Queen consort of Joseon (fl. 13th century)

Queen Hyogong of the Pyeongchang Yi clan (1207–?) was the wife Yi Ansa and mother of Yi Haengni, making her great-grandmother to Yi Jachun who was the father of Yi Seonggye, Joseon's founder. Among the Joseon queens, she was the only one who came from the Yi clan and honoured as Hyo-Bi at first.

==Biography==
Her 4th great-grandfather was Yi Gwang, Prince Baekoh (1126–1170) from Pyeongchang-gun, Gangwon Province. Because King Sejong disallowed a man and woman from the same clan to marry and any woman with the surname Yi, she became the only Joseon Queen Consort whom came from a Yi clan in Joseon history.

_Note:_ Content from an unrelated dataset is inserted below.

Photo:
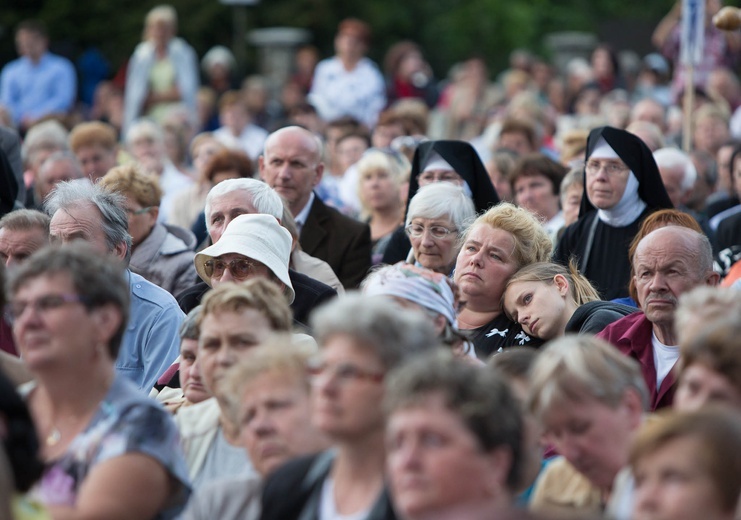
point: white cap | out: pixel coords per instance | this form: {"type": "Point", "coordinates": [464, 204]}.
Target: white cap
{"type": "Point", "coordinates": [256, 236]}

In 28 July 1392, when Taejo established a new dynasty, she was granted the royal title Consort Hyo along with her husband whom was granted the title King Mok. Later on 22 April 1411, King Taejong, gave her a posthumous name Queen Hyogong. Her tomb was located in Alleung, Neung-ri, Gapyeong-myeon, Siheung-gun, Hamgyeongnam-do along with her husband.

==Family==
- Father: Yi Gong-suk (1176–?)
  - Grandfather: Yi Seong-ro
  - Grandmother: Lady Jeong
- Mother: Princess Consort Dolsan of the Jeong clan (1180–?); Yi Gong-suk's second wife
  - Grandfather: Jeong Seok (1160–?)
  - Grandmother: Lady Gim of the Samcheok Gim clan (1160–?); daughter of Kim In-gwe.
  - Sister: Lady Yi
- Husband: Yi An-sa (이안사; 1204–1274)
- Son(s):
1. Yi Jeong, Grand Prince Anpung (1224–?) - married a woman from the Yi clan.
2. Yi Eo-seon, Grand Prince Ancheon (이어선 안천대군; 1230–1274) – married the daughter of Gim Nam-ok from the Gimhae Gim clan.
3. Yi Jin, Grand Prince Anwon (1232–?) – married Princess Consort Pyeongsan of the Pyeongsan Sin clan.
4. Yi Haeng-ri, Ikjo of Joseon (1236–?) – married Queen Jeongsuk of the Deungju Choe clan.
5. Yi Mae-bul, Grand Prince Anchang (1238–?) - married a woman from an unknown clan.
6. Yi Gu-su, Grand Prince Anheung (1240–?) – married a woman from the Cheongju Han clan.